Fiona – I was 18 going on 19 years of age I just left home to go down to go to university and I was down there probably for about six months and things weren’t right.I wasn’t quite sure what was wrong I just felt sick all the time I felt really angry, I just struggled to get out of bed. I just didn’t feel free.
Claire – I was working very long hours I was quite isolated, I was living about an hour and a half away from my family and things just became quite overwhelming and to the point where I wasn’t really able to cope.
Barry – I was really enjoying going around to these obscure Whistlestop libraries feeling really good and until one particular evening, then I guess the depression or the anxiety simultaneously snuck up on me and it was like being hit with a feather. I just I was baking in a large library all of a sudden I lost my history I lost my way I lost my voice.

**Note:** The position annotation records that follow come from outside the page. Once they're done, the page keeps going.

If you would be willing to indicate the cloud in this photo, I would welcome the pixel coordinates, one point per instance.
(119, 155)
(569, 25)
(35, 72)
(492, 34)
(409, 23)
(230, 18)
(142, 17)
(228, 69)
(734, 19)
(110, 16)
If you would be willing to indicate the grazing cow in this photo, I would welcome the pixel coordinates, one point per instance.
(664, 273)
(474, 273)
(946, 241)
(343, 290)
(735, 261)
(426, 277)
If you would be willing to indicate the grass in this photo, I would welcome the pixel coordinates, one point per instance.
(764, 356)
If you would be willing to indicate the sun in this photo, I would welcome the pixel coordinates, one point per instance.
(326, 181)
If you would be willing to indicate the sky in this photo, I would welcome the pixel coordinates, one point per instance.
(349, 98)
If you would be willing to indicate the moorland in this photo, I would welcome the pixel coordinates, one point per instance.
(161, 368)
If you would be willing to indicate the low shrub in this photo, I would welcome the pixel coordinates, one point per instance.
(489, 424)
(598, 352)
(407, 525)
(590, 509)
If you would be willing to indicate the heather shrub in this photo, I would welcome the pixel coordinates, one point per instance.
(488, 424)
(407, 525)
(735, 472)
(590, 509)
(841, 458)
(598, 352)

Danielle – My depression came on through circumstantial things that happened in my life my dad committed suicide I broke up in a long-term relationship I was accused of stealing money and I was chugging along okay until I did a knee injury and up until that point exercise had been I suppose my way of coping and when that was taken away from me I floundered very badly I just wasn’t able to sleep I wasn’t able to eat I didn’t want to do things that I normally did I was crying a lot I but still saying there’s nothing wrong with me.

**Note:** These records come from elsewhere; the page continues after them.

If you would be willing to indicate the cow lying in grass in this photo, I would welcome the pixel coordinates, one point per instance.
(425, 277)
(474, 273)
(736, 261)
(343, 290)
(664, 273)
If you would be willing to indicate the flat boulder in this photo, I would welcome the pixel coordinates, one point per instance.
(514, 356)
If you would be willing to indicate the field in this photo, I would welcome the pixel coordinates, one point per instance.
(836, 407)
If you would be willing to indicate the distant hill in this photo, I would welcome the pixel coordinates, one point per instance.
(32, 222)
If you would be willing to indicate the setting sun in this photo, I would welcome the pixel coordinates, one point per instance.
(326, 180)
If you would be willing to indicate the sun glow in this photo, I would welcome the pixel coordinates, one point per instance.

Kevin – I didn’t notice until people pointed out to me that I was having socialising problems I was getting angry I didn’t realise that you know it’s just and I just thought that was it’s just life.
John – After a while I realised it wasn’t normal to wake up in the morning and have these as her feelings of helplessness and and you know this blue sort of cloud that would envelop me and and then realise that you know I should start speaking to someone and only then I start speaking to family and friends and started to realise it hang on a minute this is not normal behaviour and there are other people out there that that are in the same situation.
By the time I sought help I was hardly able to function effectively I was scared to go outside scared to go to you know to it to work I didn’t have the confidence to to get a job to study I couldn’t keep my my thoughts together enough to to read or to write.
Barry – ……and they said you’ve got clinical depression and serious anxiety and they gave me a referral to a city clinic.
Danielle: then I was hospitalised and that that that and my mum just saying no we’re not gonna you can’t push me away can’t keep pushing me away we’re gonna talk with this we’re gonna deal with it that started my road to recovery so I then had to admit to myself that yes I did have a depression and then I started in conjunction with medication I also had some counselling as well and that started me on my road to recovery.
Claire…..and it wasn’t until I my depressive symptoms reduced and I was able to engage in therapy that I actually then accepted the diagnosis and acknowledged that that I did have an illness.
Fiona……they diagnosed me with having depression and I was in counseling for a long and on medication and that’s how it all started.